ABSTRACT

Though they often escape critical scrutiny, concepts such as modernism, modernity, and modernization are at the heart of the concept of development, and thus omnipresent in development studies. In the late nineteenth century, the new discipline of sociology undertook to study, explain, and guide the social transformations unfolding in Europe. Equally, the relationship between the machinery of knowledge construction and that of the modern state was tightened, with concrete consequences on how social life was perceived, organized, and lived. Following the spirit of the Enlightenment, the founders of sociology 1 aimed to study social phenomena as their counterparts in natural sciences studied nature. Often, this ambition, coupled with the tightened bond of power/knowledge, 2 led to reductive representations of social realities through dichotomized and hierarchized categories: modern vs. traditional, rational vs. irrational, urban vs. rural, rich vs. poor, developed vs. underdeveloped, and so on.
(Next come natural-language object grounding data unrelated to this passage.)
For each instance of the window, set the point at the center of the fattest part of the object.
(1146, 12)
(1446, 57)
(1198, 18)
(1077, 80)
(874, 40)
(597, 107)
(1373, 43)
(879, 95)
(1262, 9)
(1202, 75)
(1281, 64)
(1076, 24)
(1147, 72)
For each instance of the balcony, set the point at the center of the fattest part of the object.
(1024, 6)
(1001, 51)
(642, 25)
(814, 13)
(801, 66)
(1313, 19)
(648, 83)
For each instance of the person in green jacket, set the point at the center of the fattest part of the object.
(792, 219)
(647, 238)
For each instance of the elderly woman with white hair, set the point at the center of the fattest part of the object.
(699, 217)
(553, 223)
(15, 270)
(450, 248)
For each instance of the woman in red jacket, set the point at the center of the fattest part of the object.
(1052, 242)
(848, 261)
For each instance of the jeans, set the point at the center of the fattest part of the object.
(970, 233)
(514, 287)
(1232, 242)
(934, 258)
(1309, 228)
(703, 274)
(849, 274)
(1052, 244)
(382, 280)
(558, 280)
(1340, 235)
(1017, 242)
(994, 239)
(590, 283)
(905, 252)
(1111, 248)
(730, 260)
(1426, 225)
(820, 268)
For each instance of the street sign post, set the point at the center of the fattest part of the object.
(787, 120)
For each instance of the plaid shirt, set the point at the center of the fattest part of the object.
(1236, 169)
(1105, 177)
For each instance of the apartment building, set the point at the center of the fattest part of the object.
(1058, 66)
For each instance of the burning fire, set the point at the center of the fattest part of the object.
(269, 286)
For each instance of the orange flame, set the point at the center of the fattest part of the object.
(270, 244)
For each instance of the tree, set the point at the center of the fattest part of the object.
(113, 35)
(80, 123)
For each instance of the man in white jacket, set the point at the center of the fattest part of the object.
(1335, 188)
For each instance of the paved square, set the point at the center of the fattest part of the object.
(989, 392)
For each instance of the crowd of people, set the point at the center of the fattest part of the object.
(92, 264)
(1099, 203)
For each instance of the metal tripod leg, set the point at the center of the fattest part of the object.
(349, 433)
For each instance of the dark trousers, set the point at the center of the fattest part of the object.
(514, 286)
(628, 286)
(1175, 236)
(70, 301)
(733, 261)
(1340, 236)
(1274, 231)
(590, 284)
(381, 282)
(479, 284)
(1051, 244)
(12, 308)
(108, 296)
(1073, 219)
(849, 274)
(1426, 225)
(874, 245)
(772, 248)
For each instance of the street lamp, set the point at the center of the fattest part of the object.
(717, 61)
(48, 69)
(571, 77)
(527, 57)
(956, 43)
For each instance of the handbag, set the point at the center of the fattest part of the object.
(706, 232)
These dichotomies initially affected power relations in Europe, but other geographic areas and societies soon became objects of study for European social sciences. European production of images of other societies has a long history and remains central for constructions of European identities. The wave of Western European expansions from the late fifteenth century onwards marked a new and more aggressive era in the use of science to describe, categorize, analyze, and subordinate other cultures. 3 Science in general and social sciences in particular became crucial elements of colonialism. Broadly speaking, the Middle East and Asia were the first to be scrutinized by European social sciences, then the Americas and finally Africa. Focusing on the last of these, I start here with a rough picture of the meaning and evolution of modernism, modernity, and modernization in development studies. I then explore how modernization and modernity narratives have informed some African intellectual streams. Finally, I assess some of the tendencies in the debate today.